Jika sloganmu adalah “STOP MEROKOK”, buatlah kata “STOP” lebih besar dan tebal daripada kata “MEROKOK” untuk memberikan penekanan.

5. Pewarnaan dan Penebalan (Finishing)

Inilah tahap yang akan menghidupkan postermu. Mulailah mewarnai gambar rokok. Gunakan oranye dan kuning untuk filter. Pakailah abu-abu muda untuk bayangan di batang putih. Gunakan merah dan oranye terang untuk bara api.

Warnai asap dengan gradasi abu-abu. Mulai dari abu-abu tua di dekat bara, lalu memudar menjadi abu-abu muda atau putih di ujung atas.

Kemudian, ambil spidol merah besar atau cat poster merah. Warnai lingkaran larangan dan garis palangnya. Pastikan warna merahnya rata dan menyala. Warna merah ini harus menjadi hal pertama yang dilihat orang.

Terakhir, tebalkan semua garis tepi (outline) dengan spidol hitam permanen. Garis hitam yang tegas akan membuat gambar kartunmu terlihat rapi dan profesional. Hapus sisa-sisa pensil sketsa agar kertas bersih.

Tips Tambahan untuk Hasil Maksimal

Agar postermu semakin keren, perhatikan detail latar belakang. Jika kamu menggunakan kertas putih, pastikan kertasnya bersih. Namun, kamu juga bisa bereksperimen dengan kertas berwarna hitam.

Menggambar di atas kertas hitam menggunakan krayon atau pastel warna terang akan memberikan efek dramatis yang luar biasa. Asap rokok berwarna putih akan terlihat sangat kontras dan menyala di atas latar hitam. Teknik drawing on black paper ini sangat cocok untuk tema poster bahaya rokok yang suram.

Selain itu, pastikan kamu menggunakan alat pewarna yang tepat. Spidol bagus untuk area kecil dan tulisan, tetapi krayon atau cat poster lebih baik untuk mewarnai area luas seperti latar belakang atau lingkaran merah besar. Kombinasikan alat-alat tersebut untuk mendapatkan tekstur yang beragam.

Kesimpulan

Mempelajari cara menggambar poster dilarang merokok adalah cara yang hebat untuk mengasah kemampuan seni sekaligus kepedulian sosialmu. Kita telah berhasil mengubah pesan kesehatan yang serius menjadi karya visual yang menarik dan mudah dipahami.

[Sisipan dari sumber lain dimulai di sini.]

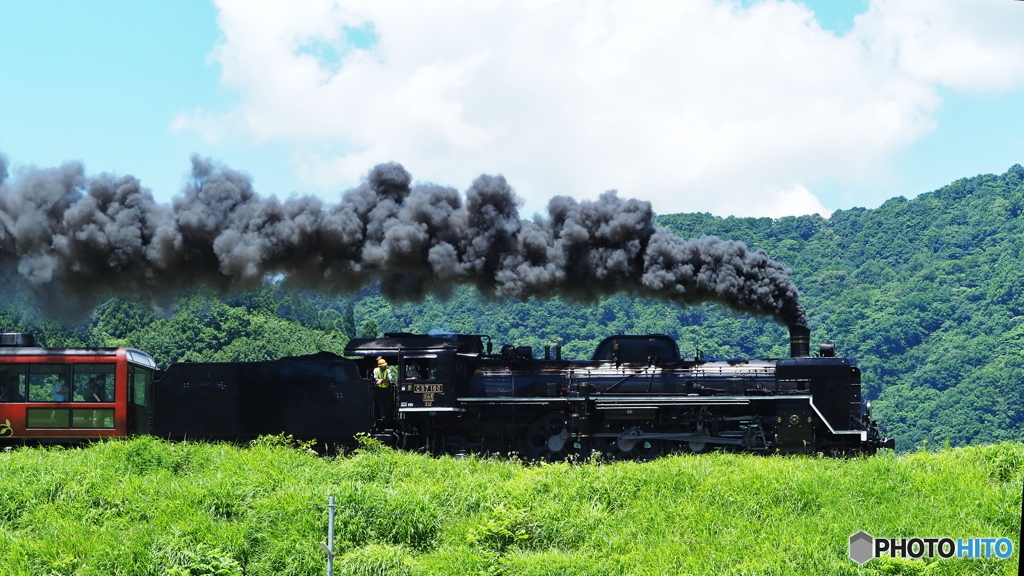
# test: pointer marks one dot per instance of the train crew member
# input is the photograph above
(383, 396)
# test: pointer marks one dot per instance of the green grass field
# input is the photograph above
(145, 506)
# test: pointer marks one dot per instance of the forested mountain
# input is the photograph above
(924, 294)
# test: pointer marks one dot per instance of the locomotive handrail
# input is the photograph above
(614, 385)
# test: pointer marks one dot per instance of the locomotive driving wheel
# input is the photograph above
(629, 442)
(549, 439)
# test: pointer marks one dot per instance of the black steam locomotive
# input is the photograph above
(636, 398)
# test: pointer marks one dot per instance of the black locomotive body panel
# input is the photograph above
(318, 397)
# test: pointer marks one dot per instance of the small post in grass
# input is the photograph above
(329, 545)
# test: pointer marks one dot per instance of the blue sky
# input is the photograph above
(754, 108)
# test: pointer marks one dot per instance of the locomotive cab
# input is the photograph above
(427, 370)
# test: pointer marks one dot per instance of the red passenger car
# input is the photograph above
(65, 395)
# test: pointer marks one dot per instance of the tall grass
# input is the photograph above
(145, 506)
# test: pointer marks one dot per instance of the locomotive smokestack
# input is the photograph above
(800, 341)
(78, 240)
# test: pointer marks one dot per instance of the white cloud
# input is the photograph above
(698, 106)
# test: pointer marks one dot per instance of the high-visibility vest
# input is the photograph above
(380, 376)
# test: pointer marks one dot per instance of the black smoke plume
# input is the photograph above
(78, 240)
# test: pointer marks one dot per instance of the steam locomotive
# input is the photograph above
(636, 398)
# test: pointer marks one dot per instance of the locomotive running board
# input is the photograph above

Proses merancang simbol yang kuat, memilih warna yang memancing emosi, dan menyusun kalimat yang tegas adalah kunci utama keberhasilan sebuah poster. Kamu tidak hanya sedang menggambar, tetapi kamu sedang berkampanye untuk hidup sehat.

Oleh karena itu, jangan ragu untuk menuangkan ide-ide liarmu. Buatlah rokok tampak menakutkan, atau buatlah paru-paru tampak berharga. Ambil alat gambarmu sekarang, bayangkan pesan terkuat yang ingin kamu sampaikan kepada teman perokokmu, dan mulailah berkarya. Jadilah agen perubahan lewat goresan tanganmu! Selamat menggambar!